For the first time in my life, I wish I had a PR assistant. Someone to break the news to family and friends, field any questions, deal with the backlash, put out a press release for me. Because explaining it is one of the worst parts about this process. I dread it. And it's big news, too. I can't just do a facebook update. I have to email or call all the important people in my life. Individually. It took me about a week just to tell you guys, and I don't even know most of you! I try to get other people to spread the word for me so I don't have to repeat my sad story over and over and over. I elected one trusted coworker to put the news out to everyone at work. I even managed to change my facebook status secretly, so there was no horrible broken heart icon in everyone's news feed. (Whew!)

Then again, part of me feels like this is what I get for what I did. The punishment for my crime. Like Sisyphus, I am doomed to repeat my story over and over and over forever. Endless questions. Endless pity. Every time I tell it, I get more and more bummed out. Luckily, it comes and goes in waves. And work is REALLY busy right now, so that helps a lot.

I have gotten a mixed bag of reactions to the news, from shock to confusion to relief to pity -- and everything inbetween. What has been surprising to me is how invested some of our friends were in "us". A couple of them are having a hard time coming to terms that we broke up. For real. And no, we are not getting back together. I've been really surprised at how many family members were relieved to hear the news. They could tell we weren't a good fit. But they kept their mouths shut. I do not blame them. Telling someone they are with the wrong person is very difficult.
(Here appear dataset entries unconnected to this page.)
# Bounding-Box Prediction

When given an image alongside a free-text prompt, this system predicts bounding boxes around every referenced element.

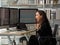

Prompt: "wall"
[56,9,60,19]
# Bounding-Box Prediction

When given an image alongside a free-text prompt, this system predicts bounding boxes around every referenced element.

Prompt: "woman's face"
[35,12,43,23]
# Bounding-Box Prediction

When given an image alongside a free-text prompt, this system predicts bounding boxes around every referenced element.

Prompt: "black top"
[29,22,56,45]
[37,22,52,38]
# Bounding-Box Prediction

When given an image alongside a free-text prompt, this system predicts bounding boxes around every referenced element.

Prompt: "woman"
[29,10,57,45]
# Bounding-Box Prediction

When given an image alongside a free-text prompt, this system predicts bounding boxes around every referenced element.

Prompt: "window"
[9,8,19,26]
[20,9,37,24]
[0,8,9,25]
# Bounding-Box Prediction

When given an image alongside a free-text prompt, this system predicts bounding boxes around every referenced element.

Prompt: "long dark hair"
[36,10,52,30]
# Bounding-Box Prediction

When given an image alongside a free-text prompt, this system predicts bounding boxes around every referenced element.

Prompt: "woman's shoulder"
[41,22,51,30]
[41,22,47,27]
[42,22,50,27]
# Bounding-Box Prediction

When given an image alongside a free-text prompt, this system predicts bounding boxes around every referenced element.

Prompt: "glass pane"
[10,8,19,25]
[28,0,35,4]
[20,9,37,23]
[0,8,9,25]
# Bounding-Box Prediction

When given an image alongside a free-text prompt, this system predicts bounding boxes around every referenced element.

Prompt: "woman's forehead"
[36,12,40,15]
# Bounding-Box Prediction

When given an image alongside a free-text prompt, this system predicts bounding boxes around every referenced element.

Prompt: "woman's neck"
[36,21,42,30]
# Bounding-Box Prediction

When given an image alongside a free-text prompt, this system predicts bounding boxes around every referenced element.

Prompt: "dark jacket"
[37,22,52,37]
[29,22,57,45]
[36,22,53,45]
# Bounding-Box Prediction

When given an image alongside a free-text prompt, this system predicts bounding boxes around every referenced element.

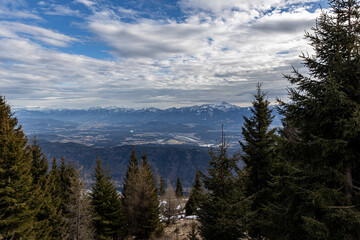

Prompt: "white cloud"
[0,21,78,47]
[42,4,82,17]
[179,0,319,14]
[0,0,326,108]
[75,0,96,8]
[0,8,41,19]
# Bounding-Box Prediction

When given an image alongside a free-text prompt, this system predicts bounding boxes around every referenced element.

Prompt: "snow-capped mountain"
[14,102,280,130]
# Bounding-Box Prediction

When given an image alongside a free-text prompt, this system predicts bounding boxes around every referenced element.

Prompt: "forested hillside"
[38,140,210,187]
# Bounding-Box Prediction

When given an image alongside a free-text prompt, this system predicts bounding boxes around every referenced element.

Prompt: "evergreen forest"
[1,0,360,239]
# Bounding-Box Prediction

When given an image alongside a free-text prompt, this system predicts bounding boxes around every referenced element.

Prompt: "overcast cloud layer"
[0,0,326,109]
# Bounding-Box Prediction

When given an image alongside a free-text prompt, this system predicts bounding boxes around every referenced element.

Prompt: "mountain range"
[15,102,282,186]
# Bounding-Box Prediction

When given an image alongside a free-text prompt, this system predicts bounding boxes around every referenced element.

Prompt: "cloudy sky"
[0,0,328,109]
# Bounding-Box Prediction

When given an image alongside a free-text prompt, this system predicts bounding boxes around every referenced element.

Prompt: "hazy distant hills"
[16,102,253,127]
[15,101,281,139]
[15,102,281,186]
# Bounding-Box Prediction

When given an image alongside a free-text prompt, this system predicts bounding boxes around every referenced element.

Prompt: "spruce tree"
[122,149,138,201]
[90,156,125,240]
[185,170,203,216]
[122,149,139,236]
[30,138,53,239]
[138,153,162,239]
[48,158,67,239]
[0,96,37,239]
[159,175,165,196]
[240,83,276,239]
[197,132,245,240]
[264,1,360,239]
[175,176,184,197]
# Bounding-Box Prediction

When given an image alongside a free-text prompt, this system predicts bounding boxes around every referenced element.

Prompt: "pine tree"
[30,138,53,239]
[138,153,162,239]
[185,170,203,216]
[0,96,37,239]
[239,83,276,239]
[264,1,360,239]
[159,175,165,196]
[122,149,138,202]
[175,176,184,197]
[59,157,77,217]
[48,158,67,239]
[122,149,139,236]
[90,156,125,240]
[197,131,245,240]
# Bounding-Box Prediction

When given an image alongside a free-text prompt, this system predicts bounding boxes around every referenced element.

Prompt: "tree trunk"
[345,165,353,203]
I am worried about the long term effects of this living situation. I have a friend who is in a similar situation. She's been in it for about 6 months now, and they are waiting for the house to sell before they can part ways. Ugh. I feel for her. Anyway, she said to me the other day that she's thinking about getting back together with him. I am worried that as time passes, I may start thinking like that, and fall back to where we were, and end up dragging things out or making a mistake...ugh. So I am a little concerned about my future and my ability to stay strong for a long period of time (we all have our needs -- *ahem*) and still move on despite the fact that I am living with an ex-fiance.
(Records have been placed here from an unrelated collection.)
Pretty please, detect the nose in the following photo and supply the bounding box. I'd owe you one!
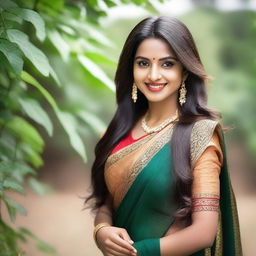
[147,64,162,81]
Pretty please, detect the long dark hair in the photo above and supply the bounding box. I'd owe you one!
[85,16,220,222]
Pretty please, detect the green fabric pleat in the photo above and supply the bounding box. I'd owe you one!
[133,238,160,256]
[114,142,174,256]
[113,131,242,255]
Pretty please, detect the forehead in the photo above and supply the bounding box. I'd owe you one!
[135,38,176,58]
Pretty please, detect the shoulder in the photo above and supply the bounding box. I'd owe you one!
[191,119,219,134]
[190,119,222,165]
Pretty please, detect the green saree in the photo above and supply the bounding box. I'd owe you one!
[104,119,242,256]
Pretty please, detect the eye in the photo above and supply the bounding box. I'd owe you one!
[162,61,174,68]
[136,61,149,67]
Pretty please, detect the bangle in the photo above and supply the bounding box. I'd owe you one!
[93,222,111,246]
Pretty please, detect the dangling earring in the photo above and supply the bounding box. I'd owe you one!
[132,83,137,103]
[179,81,187,106]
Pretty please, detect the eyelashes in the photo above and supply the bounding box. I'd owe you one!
[136,60,174,68]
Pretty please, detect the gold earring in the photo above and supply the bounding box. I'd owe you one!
[132,83,137,103]
[179,81,187,106]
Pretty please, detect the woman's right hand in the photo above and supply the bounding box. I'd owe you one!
[96,226,137,256]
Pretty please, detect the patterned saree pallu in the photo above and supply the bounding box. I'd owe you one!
[104,119,242,256]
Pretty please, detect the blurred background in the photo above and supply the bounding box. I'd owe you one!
[0,0,255,255]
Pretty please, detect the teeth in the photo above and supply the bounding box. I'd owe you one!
[148,85,165,88]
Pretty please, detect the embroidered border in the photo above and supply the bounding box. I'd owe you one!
[230,185,243,255]
[204,248,211,256]
[192,193,220,212]
[190,119,218,166]
[125,124,175,193]
[215,210,223,256]
[192,193,220,198]
[105,133,156,169]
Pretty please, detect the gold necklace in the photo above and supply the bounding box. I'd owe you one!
[141,110,178,134]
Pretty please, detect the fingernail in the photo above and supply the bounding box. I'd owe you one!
[133,249,137,253]
[129,240,134,244]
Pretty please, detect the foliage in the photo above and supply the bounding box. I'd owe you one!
[180,9,256,160]
[0,0,166,254]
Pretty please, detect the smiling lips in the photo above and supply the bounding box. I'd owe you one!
[145,82,167,92]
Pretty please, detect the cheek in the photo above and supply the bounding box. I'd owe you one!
[166,69,181,79]
[133,67,146,80]
[165,69,182,83]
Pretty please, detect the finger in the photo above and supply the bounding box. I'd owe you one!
[107,247,136,256]
[107,240,137,256]
[112,235,137,252]
[119,230,134,244]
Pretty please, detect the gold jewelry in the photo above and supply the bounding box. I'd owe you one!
[141,110,178,134]
[93,222,111,247]
[179,81,187,106]
[132,83,137,103]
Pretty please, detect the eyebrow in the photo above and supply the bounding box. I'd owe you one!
[134,56,178,61]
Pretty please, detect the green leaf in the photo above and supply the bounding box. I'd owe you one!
[19,227,34,237]
[49,64,61,86]
[13,162,36,183]
[3,196,27,222]
[2,11,22,24]
[0,72,9,88]
[134,0,144,5]
[0,184,3,197]
[7,8,46,41]
[57,24,75,35]
[78,110,106,136]
[27,177,53,196]
[0,161,35,179]
[0,0,18,9]
[36,238,56,254]
[6,116,44,153]
[38,0,64,13]
[105,0,117,7]
[19,227,57,253]
[3,178,25,194]
[0,38,23,75]
[83,22,113,47]
[78,55,115,91]
[48,29,70,62]
[19,98,53,136]
[85,51,116,66]
[19,142,43,168]
[21,71,58,111]
[56,111,87,161]
[7,29,51,76]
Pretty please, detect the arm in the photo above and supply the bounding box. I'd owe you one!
[160,211,219,256]
[134,131,222,256]
[160,132,223,255]
[94,196,113,226]
[94,195,137,256]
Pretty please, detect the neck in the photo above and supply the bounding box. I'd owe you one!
[146,95,178,126]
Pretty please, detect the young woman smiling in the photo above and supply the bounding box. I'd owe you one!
[85,16,242,256]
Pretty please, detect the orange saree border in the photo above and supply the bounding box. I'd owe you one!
[104,123,175,209]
But I have to say that we are both being respectful, mature and flexible. So I'm kind of proud of us. Most people would turn this into a vindictive, painful and petty living situation. We are not.

I don't think he would admit it, even to himself, but I think he feels some relief, too. The pressure to be someone he's not is all gone. He doesn't have to try and understand me or my needs anymore. I think he may be starting to see how this is a good thing. Or maybe I just tell myself that to alleviate some of the mountains of guilt I am experiencing.

More than anything, though, I feel really really alone and lost. For the first time in my life. For two years, I have been a part of something. And now it's gone. Who am I? Why did I put myself in this situation? Am I pushing people away? How do I get in touch with myself again, when so much of my identity is wrapped up with him? What's next?

I guess today is one of those bad days.